For the first two years of the undergraduate programme students were based at either the University of Exeter or the University of Plymouth. The learning emphasis is placed upon biomedical sciences, taught within the context of relevant clinical problems. From the first week of the programme students learn in various community-based clinical environments.

In years three and four, students spent the majority of their time in acute and community-based clinical placements that were based at one of the School's three main localities in Exeter, Truro or Plymouth. In the original vision for the Peninsula Medical School, an innovative medical humanities focus was established that included a Special Studies unit in which a wine expert and a perfumer developed students' sensory awareness.

During year five students were attached to clinical apprenticeships with general practitioners and consultants throughout Devon and Cornwall.

===Research===

Research within the college focused on four main themes; Diabetes, Cardiovascular Risk and Ageing, Neuroscience (embracing both neurology and mental health), Health Services Research and Environment and Human Health.

In the 2008 Research Assessment Exercise (RAE) Peninsula Medical School submitted in two Units of Assessment: "Other Hospital Based Clinical Subjects" and "Health Services Research". In "Other Hospital Based Clinical Subjects", 65% of their submission was judged to be of international or world class quality. This ranked Peninsula Medical School's research 11th of 27 submissions from other UK Medical Schools.
Their research in the "Health Services Research" category was also judged to be of high international standard, with 50% of Peninsula Medical School's submission judged as international or world class, ranking them 13th out of 24 submissions.

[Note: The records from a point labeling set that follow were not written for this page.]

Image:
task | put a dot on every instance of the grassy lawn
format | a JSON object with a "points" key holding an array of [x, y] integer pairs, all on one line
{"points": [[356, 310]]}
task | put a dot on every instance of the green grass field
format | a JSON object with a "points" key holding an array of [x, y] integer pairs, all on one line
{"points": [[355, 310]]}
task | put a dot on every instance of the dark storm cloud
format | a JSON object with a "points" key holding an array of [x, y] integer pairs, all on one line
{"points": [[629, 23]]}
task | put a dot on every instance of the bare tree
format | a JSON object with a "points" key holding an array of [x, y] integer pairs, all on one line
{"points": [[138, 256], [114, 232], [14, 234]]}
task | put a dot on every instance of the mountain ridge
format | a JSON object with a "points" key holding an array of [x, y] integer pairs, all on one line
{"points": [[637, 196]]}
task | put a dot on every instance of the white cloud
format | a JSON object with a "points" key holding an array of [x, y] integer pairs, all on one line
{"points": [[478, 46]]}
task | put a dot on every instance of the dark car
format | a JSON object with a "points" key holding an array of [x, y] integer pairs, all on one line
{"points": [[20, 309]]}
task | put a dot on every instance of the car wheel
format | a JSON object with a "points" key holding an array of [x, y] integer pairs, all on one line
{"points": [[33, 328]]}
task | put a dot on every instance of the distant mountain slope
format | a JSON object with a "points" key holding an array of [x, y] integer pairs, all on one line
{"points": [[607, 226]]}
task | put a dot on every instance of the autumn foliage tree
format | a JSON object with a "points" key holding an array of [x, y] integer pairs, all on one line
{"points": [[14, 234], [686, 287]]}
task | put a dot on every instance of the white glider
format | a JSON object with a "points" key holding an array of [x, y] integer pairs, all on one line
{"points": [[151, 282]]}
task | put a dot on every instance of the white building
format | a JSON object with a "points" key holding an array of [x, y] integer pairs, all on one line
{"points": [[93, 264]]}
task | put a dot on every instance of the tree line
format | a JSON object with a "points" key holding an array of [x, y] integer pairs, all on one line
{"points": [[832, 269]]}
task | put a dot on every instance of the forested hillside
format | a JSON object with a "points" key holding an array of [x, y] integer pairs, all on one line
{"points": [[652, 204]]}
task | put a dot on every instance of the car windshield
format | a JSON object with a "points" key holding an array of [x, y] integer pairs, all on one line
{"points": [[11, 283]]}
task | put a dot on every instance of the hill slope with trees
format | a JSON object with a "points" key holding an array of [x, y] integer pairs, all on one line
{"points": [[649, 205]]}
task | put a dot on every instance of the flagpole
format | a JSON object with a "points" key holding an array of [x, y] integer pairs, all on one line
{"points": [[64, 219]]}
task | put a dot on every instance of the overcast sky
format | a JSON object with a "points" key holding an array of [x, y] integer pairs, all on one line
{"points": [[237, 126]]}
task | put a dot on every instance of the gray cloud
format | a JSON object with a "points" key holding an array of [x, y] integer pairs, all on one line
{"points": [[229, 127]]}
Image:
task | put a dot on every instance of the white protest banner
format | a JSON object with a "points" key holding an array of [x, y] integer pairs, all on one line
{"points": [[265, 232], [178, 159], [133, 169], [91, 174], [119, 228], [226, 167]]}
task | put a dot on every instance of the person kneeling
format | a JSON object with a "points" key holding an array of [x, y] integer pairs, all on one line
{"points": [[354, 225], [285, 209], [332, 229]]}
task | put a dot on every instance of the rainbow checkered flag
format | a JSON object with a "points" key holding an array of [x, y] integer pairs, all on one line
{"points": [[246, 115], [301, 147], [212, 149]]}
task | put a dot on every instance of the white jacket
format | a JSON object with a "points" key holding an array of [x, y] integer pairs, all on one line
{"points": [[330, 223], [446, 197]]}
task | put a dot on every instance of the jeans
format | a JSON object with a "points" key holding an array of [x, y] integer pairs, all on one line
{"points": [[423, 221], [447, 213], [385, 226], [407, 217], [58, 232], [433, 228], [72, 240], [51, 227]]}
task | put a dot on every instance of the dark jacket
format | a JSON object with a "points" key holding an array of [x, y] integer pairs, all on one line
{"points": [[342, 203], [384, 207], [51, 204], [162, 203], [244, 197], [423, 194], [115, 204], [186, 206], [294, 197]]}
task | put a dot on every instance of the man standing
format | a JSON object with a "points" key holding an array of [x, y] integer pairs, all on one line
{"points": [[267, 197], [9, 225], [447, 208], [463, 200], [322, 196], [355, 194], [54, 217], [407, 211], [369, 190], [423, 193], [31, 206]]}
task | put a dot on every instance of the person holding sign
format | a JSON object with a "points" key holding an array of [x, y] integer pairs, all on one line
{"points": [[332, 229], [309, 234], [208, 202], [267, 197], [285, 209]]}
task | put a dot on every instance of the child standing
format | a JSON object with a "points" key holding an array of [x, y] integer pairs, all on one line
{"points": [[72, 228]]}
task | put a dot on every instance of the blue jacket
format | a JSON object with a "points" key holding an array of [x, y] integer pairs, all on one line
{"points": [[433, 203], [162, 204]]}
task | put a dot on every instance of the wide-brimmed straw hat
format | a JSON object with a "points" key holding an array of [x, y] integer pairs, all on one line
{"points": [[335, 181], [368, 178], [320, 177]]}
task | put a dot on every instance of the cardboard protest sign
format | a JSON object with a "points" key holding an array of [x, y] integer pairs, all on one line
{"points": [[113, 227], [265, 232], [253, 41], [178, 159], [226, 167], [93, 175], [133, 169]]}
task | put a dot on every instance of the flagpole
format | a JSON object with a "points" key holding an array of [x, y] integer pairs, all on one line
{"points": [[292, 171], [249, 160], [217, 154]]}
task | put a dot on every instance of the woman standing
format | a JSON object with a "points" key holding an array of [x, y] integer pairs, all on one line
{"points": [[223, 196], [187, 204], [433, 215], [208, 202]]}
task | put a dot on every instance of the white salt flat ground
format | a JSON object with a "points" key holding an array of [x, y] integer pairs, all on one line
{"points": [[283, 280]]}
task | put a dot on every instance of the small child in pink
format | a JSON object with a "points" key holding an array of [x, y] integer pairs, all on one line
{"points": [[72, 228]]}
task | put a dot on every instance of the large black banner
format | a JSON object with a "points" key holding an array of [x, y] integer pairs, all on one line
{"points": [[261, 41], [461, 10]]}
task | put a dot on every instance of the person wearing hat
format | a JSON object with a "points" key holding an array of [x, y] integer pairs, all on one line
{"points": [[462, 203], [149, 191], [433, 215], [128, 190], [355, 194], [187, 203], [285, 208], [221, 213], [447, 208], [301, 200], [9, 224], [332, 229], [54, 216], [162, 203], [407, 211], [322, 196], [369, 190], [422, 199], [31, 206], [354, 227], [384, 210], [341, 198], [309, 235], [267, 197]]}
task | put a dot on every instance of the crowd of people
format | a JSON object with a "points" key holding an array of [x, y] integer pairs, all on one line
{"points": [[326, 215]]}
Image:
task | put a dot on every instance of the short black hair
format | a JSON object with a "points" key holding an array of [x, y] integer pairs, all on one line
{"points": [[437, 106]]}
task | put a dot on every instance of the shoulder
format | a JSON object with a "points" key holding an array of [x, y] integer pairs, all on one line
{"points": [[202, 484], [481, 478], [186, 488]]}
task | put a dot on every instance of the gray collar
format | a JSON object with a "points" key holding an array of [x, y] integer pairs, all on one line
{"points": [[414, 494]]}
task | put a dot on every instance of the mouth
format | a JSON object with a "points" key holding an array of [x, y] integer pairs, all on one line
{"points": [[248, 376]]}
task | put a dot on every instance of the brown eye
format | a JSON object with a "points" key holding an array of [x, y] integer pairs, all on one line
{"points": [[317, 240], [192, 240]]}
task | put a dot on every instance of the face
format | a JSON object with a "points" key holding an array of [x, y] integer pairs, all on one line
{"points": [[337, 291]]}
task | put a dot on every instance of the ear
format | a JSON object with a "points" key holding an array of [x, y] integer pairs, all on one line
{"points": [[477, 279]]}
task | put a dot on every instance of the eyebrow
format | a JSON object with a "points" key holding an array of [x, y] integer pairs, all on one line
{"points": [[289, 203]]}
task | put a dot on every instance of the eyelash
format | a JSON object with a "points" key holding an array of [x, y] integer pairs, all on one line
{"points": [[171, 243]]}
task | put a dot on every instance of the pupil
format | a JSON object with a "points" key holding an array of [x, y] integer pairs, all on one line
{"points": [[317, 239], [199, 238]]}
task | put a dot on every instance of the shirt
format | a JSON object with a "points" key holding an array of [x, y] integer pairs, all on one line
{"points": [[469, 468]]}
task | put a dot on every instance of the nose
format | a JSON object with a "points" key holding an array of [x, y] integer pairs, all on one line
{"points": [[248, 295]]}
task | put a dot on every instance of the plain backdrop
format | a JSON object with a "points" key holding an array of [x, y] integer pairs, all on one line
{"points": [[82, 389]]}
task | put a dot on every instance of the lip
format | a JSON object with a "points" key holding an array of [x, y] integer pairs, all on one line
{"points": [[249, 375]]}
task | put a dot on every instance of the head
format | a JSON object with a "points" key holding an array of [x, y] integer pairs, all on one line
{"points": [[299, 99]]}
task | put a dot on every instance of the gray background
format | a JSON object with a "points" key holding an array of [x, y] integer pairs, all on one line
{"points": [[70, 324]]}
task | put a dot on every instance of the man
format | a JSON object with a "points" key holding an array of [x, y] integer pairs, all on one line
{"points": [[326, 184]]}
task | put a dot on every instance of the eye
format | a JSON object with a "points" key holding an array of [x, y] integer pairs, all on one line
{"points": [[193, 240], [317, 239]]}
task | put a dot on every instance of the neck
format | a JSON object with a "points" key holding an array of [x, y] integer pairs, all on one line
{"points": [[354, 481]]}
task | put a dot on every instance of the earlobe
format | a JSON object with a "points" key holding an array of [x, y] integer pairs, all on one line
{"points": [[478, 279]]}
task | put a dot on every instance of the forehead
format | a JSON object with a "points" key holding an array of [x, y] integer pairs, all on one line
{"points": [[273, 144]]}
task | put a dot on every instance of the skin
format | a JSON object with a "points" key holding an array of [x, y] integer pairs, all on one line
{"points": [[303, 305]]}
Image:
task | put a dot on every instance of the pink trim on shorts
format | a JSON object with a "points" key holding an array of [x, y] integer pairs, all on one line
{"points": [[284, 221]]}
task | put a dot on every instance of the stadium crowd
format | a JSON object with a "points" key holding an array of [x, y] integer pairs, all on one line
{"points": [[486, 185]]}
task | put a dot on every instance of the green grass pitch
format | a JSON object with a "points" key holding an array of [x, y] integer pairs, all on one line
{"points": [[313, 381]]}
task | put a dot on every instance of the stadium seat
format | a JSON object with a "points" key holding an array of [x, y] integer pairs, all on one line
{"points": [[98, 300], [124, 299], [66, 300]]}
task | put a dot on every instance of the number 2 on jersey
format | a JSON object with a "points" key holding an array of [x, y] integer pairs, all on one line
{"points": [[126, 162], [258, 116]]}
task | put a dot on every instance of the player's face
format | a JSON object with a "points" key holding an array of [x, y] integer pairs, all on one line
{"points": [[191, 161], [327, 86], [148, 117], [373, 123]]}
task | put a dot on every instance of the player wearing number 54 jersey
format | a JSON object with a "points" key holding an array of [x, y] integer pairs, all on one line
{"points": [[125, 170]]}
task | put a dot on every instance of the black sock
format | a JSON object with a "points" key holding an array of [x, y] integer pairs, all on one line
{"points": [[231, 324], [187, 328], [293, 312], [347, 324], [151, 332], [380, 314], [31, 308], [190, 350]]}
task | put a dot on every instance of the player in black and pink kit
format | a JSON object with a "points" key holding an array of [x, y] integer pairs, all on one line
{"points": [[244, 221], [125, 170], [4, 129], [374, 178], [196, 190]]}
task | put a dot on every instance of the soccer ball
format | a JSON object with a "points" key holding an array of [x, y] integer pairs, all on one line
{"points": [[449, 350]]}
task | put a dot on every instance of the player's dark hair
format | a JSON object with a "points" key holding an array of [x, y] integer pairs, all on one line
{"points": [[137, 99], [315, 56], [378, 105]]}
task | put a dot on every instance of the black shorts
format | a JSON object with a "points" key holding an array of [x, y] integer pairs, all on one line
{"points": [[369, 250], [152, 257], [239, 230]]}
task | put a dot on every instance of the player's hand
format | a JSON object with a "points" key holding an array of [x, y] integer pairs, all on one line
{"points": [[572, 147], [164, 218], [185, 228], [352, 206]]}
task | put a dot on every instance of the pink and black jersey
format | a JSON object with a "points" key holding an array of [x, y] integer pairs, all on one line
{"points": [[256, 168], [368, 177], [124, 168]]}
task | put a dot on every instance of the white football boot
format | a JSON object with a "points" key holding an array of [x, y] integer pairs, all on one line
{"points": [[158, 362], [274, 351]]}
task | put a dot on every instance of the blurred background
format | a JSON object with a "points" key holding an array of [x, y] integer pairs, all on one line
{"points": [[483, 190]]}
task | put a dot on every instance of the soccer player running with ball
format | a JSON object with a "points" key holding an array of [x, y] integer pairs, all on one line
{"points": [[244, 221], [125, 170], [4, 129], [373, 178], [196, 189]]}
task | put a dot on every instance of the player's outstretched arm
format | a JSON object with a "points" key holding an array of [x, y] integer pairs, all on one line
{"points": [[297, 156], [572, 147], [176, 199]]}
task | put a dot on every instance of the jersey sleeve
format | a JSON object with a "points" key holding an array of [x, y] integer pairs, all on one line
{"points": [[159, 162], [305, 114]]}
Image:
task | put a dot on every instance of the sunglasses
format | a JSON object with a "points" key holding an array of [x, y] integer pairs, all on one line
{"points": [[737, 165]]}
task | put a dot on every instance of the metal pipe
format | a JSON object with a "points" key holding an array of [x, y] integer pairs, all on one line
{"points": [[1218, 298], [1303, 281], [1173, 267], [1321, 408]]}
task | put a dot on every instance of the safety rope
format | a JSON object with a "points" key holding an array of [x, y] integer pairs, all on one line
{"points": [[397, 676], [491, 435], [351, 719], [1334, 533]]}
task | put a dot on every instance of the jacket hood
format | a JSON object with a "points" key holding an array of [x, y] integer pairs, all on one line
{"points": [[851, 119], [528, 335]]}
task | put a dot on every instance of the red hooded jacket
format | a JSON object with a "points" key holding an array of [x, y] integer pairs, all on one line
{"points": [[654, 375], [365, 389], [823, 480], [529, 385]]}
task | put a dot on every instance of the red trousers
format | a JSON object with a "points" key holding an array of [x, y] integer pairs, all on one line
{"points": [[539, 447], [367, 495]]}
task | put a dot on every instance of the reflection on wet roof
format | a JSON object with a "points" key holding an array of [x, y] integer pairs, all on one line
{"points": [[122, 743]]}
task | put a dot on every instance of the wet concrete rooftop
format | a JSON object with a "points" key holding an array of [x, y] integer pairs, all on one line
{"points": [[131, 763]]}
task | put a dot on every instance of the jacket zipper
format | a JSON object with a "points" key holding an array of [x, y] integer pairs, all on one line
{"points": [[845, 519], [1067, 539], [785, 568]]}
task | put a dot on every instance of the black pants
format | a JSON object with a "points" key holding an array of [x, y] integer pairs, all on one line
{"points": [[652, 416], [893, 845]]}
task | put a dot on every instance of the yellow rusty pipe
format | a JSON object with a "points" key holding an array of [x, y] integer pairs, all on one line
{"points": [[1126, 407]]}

==Peninsula Dental School==

Peninsula Dental School Logo

===History===

PDS was established on 26 January 2006 following a successful bid to the Government, as part of a national expansion of dental student numbers in the UK. It is the first dental school to open in the U.K for three decades.

The Peninsula Dental School was a member of the Dental Schools Council. Its inaugural dean was Professor Liz Kay.

===Bachelor Degree Programme===

The Peninsula Dental School trained 64 dentists a year and offered a joint Bachelor of Dental Surgery (BDS) degree through the Universities of Exeter and Plymouth. The programme was four years, designed for science graduates or health care professionals.

===Undergraduate Programme Structure===

For the first two years of the dental programme students were based mainly at the University of Plymouth. The learning emphasis was placed upon core clinical and communication skills.

==Peninsula Postgraduate Health Institute==

The Peninsula Postgraduate Health Institute (PPHI) contracted with the NHS in Devon and Cornwall to provide taught programmes and research opportunities in medicine, health and social care, working in collaboration with the NHS. The programmes were provided by the University of Plymouth's Faculty of Health and Social Work and Schools of the University of Exeter. The Peninsula College of Medicine and Dentistry was represented on the Board of PPHI.

==Peninsula Allied Health Collaboration==

The Peninsula Allied Health Collaboration (PAHC) was a separate collaboration of the two universities, together with the University of St Mark & St John, Plymouth, which contracted with the NHS to provide undergraduate programmes in allied health professions such as nursing, occupational therapy, and radiography. The programmes were provided by the collaborating institutions but students could take modules from more than one institution. The Peninsula College of Medicine and Dentistry was represented on the Board of PAHC.